The Caspian Sea is known for its unique combination of saltwater and freshwater fish.
Behind Canada and Russia is the United States with 102,500 lakes total. Minnesota is known as the Land of 10,000 Lakes and Alaska has thousands of lakes too, although there are lakes all across the country.
From the Arctic conditions of Alaska to the legendary American Southwest, lakes support some of the country’s favorite pastimes, such as boating, fishing, and water skiing.
The U.S. is known for the gigantic Great Lakes in the north, which include Lake Superior, Lake Michigan, Lake Erie, Lake Huron, and Lake Ontario.
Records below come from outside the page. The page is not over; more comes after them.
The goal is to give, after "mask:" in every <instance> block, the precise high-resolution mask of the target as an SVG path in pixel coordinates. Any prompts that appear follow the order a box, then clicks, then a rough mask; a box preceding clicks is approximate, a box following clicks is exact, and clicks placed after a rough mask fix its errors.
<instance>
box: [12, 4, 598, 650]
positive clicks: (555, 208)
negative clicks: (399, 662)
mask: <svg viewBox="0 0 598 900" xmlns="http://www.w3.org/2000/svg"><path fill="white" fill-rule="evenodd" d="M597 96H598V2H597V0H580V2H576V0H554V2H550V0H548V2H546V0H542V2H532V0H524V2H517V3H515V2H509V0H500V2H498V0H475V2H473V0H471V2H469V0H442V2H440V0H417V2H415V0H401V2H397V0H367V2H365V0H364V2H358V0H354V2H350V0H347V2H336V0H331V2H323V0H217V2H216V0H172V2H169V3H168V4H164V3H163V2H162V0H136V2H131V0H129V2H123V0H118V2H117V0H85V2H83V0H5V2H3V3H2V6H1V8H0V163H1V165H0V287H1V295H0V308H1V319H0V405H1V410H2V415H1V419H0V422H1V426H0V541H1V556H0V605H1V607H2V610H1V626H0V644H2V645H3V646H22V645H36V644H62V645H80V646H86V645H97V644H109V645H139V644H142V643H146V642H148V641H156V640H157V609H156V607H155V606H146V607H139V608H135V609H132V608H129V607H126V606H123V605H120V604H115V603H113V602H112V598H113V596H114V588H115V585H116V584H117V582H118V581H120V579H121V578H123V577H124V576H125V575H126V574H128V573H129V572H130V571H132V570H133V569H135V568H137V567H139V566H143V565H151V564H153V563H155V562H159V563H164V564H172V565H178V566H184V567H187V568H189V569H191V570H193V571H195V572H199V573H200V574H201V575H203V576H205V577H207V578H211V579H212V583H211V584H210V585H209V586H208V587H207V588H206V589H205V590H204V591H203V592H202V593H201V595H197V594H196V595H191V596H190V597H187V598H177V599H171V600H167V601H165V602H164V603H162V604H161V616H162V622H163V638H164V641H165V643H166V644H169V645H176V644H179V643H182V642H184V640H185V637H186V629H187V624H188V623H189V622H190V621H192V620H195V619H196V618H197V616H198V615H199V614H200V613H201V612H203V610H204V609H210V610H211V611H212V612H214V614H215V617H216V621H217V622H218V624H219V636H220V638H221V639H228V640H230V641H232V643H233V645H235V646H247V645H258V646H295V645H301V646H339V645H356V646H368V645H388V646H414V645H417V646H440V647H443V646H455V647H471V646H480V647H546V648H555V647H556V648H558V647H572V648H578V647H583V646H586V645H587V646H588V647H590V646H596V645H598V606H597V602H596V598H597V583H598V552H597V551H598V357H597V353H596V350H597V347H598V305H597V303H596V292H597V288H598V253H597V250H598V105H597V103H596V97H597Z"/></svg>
The Great Salt Lake, Lake of the Woods, and Iliamna Lake are the next biggest after the Great Lakes.
Created by glacial formation and melting during the Ice Age, American lakes are most heavily concentrated in the northern states, but the Rocky Mountain states have a lot of lakes and valleys as well.
There’s also a long list of man-made lakes that offer exciting recreational activities, including Lake Mead, created by the Hoover Dam construction in the 1930s.
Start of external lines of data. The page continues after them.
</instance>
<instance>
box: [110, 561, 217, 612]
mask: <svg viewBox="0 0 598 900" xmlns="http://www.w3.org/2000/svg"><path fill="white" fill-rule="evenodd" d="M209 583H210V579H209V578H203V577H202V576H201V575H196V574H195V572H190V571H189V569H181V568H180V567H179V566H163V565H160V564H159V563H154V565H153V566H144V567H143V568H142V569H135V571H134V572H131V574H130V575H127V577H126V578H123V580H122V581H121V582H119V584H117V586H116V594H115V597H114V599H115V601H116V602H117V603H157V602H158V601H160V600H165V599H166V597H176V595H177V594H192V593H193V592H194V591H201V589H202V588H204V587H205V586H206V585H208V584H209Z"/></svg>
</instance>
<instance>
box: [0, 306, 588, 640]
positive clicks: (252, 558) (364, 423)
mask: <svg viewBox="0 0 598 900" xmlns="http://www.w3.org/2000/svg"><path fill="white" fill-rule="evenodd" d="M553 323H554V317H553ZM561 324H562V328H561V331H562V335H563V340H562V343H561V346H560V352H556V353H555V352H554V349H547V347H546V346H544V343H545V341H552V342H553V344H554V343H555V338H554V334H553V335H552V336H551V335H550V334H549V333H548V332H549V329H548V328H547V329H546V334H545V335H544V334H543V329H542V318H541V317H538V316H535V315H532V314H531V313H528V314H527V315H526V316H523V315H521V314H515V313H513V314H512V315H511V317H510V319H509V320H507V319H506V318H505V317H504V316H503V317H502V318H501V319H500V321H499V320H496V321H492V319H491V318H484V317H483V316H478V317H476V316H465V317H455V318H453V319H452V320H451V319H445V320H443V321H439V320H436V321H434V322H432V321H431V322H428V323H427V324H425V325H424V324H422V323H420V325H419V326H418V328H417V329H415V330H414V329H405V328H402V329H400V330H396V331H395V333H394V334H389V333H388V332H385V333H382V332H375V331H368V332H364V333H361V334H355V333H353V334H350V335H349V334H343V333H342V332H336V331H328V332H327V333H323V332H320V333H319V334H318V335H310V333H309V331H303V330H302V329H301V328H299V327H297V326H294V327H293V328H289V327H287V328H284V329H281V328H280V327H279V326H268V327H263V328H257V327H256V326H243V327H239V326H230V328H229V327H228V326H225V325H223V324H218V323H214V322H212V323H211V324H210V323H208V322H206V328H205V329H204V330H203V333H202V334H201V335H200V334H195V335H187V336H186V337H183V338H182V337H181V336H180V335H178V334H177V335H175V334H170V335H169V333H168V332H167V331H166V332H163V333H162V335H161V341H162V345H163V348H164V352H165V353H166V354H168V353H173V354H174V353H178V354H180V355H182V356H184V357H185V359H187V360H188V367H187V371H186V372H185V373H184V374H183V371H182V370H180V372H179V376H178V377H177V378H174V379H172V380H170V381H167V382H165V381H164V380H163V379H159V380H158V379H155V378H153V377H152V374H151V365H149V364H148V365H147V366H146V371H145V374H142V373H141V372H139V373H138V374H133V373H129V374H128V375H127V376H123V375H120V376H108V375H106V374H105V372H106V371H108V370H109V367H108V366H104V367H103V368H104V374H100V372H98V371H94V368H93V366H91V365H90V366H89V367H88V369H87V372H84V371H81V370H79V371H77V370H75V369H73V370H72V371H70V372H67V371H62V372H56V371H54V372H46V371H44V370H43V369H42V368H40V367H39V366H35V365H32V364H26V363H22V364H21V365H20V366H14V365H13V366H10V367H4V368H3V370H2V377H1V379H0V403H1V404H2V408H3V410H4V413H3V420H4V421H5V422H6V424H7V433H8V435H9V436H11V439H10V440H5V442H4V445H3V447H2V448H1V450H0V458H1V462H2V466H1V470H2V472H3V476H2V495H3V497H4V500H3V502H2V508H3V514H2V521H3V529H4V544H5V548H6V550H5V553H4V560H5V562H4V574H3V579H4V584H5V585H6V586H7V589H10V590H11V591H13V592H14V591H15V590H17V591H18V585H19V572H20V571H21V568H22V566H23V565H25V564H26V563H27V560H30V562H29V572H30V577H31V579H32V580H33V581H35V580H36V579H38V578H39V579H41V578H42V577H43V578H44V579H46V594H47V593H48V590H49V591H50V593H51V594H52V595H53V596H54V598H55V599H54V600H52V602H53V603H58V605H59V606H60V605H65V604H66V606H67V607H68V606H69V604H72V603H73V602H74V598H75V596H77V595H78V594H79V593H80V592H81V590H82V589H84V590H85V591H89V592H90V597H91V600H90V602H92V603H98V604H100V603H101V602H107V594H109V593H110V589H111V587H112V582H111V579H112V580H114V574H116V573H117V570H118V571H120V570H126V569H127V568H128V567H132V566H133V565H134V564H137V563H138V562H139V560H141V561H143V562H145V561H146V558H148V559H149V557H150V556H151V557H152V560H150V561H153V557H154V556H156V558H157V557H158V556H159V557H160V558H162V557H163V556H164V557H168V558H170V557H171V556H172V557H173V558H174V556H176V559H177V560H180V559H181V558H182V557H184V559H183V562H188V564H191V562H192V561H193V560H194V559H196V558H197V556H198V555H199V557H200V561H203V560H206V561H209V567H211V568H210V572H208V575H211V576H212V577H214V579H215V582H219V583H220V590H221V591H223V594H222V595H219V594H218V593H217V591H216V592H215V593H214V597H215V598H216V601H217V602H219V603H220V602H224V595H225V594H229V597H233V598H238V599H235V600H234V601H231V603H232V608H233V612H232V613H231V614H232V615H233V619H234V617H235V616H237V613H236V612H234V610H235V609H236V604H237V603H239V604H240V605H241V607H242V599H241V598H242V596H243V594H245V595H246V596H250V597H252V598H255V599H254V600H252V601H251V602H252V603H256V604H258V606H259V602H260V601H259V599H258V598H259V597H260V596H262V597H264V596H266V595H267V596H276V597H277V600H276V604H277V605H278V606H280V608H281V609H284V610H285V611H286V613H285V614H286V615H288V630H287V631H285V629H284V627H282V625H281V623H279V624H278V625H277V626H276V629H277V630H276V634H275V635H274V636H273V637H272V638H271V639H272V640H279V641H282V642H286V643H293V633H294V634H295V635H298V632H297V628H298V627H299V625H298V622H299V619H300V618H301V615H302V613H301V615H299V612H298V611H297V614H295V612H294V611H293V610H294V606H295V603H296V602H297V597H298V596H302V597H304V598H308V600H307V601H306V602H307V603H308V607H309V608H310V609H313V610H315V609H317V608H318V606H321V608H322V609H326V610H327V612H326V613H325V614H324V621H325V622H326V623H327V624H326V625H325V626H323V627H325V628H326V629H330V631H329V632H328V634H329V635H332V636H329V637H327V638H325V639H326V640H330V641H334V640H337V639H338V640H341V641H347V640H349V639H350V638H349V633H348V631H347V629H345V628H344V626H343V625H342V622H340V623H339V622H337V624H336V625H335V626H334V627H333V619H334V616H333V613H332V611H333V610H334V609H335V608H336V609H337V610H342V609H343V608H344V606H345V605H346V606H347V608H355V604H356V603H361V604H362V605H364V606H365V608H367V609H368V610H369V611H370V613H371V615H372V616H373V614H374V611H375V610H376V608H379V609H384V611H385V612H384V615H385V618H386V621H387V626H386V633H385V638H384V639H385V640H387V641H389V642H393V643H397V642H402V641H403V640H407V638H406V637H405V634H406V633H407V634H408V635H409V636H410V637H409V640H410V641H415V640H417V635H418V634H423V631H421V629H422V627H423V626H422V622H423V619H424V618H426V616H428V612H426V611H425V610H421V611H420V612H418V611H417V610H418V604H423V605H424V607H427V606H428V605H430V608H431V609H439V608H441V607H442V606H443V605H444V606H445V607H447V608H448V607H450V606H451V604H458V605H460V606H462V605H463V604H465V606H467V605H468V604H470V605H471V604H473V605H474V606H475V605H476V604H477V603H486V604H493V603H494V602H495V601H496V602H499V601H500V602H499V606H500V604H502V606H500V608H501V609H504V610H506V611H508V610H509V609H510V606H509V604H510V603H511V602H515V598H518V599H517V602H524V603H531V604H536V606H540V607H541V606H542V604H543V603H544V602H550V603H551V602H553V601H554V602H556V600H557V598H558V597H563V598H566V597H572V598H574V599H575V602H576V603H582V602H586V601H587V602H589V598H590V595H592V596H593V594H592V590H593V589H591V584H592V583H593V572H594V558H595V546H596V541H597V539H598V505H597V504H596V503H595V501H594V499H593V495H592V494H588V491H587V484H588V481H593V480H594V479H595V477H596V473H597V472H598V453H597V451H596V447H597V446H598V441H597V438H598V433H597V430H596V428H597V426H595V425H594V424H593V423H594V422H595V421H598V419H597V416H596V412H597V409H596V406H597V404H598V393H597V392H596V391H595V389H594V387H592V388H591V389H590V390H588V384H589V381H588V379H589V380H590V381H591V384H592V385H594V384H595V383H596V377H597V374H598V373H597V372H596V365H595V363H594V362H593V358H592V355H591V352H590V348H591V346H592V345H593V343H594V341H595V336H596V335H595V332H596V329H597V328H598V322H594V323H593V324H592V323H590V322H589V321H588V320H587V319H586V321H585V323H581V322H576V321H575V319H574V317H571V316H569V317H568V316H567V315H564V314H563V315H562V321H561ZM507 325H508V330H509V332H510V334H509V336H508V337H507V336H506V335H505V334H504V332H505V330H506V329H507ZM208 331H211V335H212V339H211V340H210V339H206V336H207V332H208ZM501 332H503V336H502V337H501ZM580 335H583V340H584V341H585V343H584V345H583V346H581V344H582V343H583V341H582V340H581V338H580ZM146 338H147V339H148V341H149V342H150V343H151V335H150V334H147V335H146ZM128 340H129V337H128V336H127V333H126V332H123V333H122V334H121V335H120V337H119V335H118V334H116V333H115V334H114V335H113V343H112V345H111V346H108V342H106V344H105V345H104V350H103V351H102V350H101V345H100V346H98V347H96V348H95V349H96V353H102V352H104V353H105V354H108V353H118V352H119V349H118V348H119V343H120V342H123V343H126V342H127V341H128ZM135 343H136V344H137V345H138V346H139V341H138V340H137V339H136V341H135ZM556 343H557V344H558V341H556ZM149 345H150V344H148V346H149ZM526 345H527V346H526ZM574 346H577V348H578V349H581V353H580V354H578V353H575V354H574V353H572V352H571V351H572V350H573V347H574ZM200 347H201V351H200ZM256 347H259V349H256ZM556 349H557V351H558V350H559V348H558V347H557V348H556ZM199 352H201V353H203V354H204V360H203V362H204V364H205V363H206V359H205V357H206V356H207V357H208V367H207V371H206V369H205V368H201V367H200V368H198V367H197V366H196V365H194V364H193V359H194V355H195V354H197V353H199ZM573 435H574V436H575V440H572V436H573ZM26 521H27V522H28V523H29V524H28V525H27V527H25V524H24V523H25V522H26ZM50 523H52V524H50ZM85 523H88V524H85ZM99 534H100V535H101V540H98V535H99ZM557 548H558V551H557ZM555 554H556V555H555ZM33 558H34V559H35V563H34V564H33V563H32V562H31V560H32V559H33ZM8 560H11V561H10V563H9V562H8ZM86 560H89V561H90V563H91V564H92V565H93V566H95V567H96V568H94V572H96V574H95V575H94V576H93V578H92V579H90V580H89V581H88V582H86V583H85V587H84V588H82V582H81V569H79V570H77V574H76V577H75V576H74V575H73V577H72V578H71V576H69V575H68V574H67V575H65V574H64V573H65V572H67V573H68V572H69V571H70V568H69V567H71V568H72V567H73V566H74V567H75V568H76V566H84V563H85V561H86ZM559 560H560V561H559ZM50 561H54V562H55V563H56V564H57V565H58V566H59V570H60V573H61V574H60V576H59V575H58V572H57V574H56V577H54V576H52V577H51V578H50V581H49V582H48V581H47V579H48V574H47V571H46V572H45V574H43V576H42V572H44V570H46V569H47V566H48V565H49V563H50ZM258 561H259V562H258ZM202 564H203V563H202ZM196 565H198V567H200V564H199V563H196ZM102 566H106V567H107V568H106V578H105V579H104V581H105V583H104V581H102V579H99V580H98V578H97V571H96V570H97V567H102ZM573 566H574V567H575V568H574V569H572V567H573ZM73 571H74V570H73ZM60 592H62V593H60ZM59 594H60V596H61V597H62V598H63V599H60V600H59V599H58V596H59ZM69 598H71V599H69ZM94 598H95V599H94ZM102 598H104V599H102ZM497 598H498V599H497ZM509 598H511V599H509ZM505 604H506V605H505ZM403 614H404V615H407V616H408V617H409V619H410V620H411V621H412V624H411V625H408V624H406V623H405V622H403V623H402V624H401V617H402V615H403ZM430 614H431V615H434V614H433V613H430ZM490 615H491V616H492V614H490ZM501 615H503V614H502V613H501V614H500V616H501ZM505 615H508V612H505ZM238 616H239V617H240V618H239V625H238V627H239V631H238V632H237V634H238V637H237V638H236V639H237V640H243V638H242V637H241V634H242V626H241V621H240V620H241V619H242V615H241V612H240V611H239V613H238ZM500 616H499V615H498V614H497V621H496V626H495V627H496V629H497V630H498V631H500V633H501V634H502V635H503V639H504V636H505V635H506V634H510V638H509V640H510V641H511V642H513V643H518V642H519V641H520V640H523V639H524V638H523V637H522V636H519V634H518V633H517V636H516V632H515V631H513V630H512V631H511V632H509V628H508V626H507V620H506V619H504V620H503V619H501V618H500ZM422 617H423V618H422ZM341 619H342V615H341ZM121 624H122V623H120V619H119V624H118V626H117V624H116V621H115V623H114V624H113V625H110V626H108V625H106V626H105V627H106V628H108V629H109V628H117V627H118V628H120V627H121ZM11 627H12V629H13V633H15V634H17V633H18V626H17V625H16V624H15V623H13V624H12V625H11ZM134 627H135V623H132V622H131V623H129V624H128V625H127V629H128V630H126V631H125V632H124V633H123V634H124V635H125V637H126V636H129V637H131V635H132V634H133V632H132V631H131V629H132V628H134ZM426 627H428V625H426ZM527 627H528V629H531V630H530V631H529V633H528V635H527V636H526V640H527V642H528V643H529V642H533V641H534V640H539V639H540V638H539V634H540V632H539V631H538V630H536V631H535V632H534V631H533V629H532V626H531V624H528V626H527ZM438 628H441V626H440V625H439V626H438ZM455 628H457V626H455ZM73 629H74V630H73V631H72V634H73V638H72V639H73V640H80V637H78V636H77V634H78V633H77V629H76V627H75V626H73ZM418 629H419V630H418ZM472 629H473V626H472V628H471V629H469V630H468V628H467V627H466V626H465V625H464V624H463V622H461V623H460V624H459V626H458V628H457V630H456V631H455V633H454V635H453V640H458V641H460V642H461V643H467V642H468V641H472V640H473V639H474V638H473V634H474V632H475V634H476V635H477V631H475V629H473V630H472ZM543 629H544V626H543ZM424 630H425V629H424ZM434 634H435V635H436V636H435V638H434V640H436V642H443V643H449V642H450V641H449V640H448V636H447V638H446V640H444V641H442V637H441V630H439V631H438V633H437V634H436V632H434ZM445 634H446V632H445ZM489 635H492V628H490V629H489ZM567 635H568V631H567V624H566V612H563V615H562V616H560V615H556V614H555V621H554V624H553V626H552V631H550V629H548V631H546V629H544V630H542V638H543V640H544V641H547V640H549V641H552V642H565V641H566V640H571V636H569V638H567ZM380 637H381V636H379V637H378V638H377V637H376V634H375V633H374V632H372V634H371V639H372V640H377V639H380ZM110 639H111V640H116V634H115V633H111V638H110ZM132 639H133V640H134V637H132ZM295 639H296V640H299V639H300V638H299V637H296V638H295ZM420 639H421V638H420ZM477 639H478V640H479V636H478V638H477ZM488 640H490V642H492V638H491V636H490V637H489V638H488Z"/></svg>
Lake Powell in Arizona and Lake Sakakawea in North Dakota round out the top three largest man-made lakes in the U.S.
China is ranked number four in terms of the most lakes, with 23,800 lakes in the third-largest country by land size.
Heaven Lake, also known as Tianchi Lake, is China’s biggest and deepest crater lake, while Poyang Lake is the largest freshwater lake with a world-famous bridge.
China’s lakes are an interesting mix of fresh and saltwater, with Nansi and Hongze some of the larger freshwater lakes on the East China Plain.
Then there’s Qinghai Lake, which is saline with no channel for water outflow. Many more lakes are found in the southeast where rainfall is heavy.
The western mountain regions and Tibetan Plateau are peppered with lakes, too. Considering China has the highest population of 1.42 billion people, lakes play an important role in providing food, income, and recreation for millions of Chinese families.
Sweden isn’t far behind China with approximately 22,600 lakes. It may be a much smaller country than China or the U.S., but Sweden is covered in lakes formed during the last Ice Age.
Most of these lakes are fairly small, although the largest one is not only Sweden’s biggest but the largest lake in the whole European Union.
Lake Vänern measures about 90 miles long and is 330 feet deep at certain points.
In total, Sweden has 395 lakes with a surface area of over 4 square miles. This includes Lake Torneträsk, one of the most famous and beautiful Swedish lakes.
Covering 128.2 square miles in Abisko National Park, Lake Torneträsk is known for its amazing view of the Northern Lights.
Sweden has a total of 52 freshwater fish species throughout its stunning lakes, as fishing and water recreation remain popular activities for people of all ages.
Sturgeons are the biggest fish to watch for in Swedish lakes, rivers, and seas.
Brazil also has a large number of lakes, due in large part to its 3.29 million square miles of land making it the fifth-largest country.
Many of Brazil’s lakes are situated deep in the Amazon Rainforest where the rivers form oxbow lakes, which occur when a river’s wide flow is cut off.
Lagos dos Patos is Brazil’s biggest lake, measuring 180 miles long and 40 miles wide at some points.
Located in the country’s southeast, Lagos dos Patos is separated from the Atlantic coast by a sandbar.
This is the biggest barrier lagoon on the continent.
There are also man-made lakes like Sobradinho Reservoir, which is six times larger than Lake Mead in the U.S.
Sobradinho is the world’s 15th largest reservoir and is known for the hydroelectric dam, which generates power for the surrounding state of Bahia.
Norway has a similar landscape to Sweden, featuring some truly stunning lakes, especially with breathtaking fjords and rushing rivers.
Present-day Norway was once completely covered in glacial ice, and now many glacier lakes offer a beautiful backdrop and exciting recreation for Nordic residents and visitors.
Tyrifjorden is one of the most popular lakes, situated just 25 miles northwest of the capital city Oslo.
It hits 967 feet deep at some points.
Like many other countries, Norway has a variety of man-made reservoirs like Mjøsa or Lille Lungegaardsvannet.
Most of the natural lakes are located near the deep valleys to the west.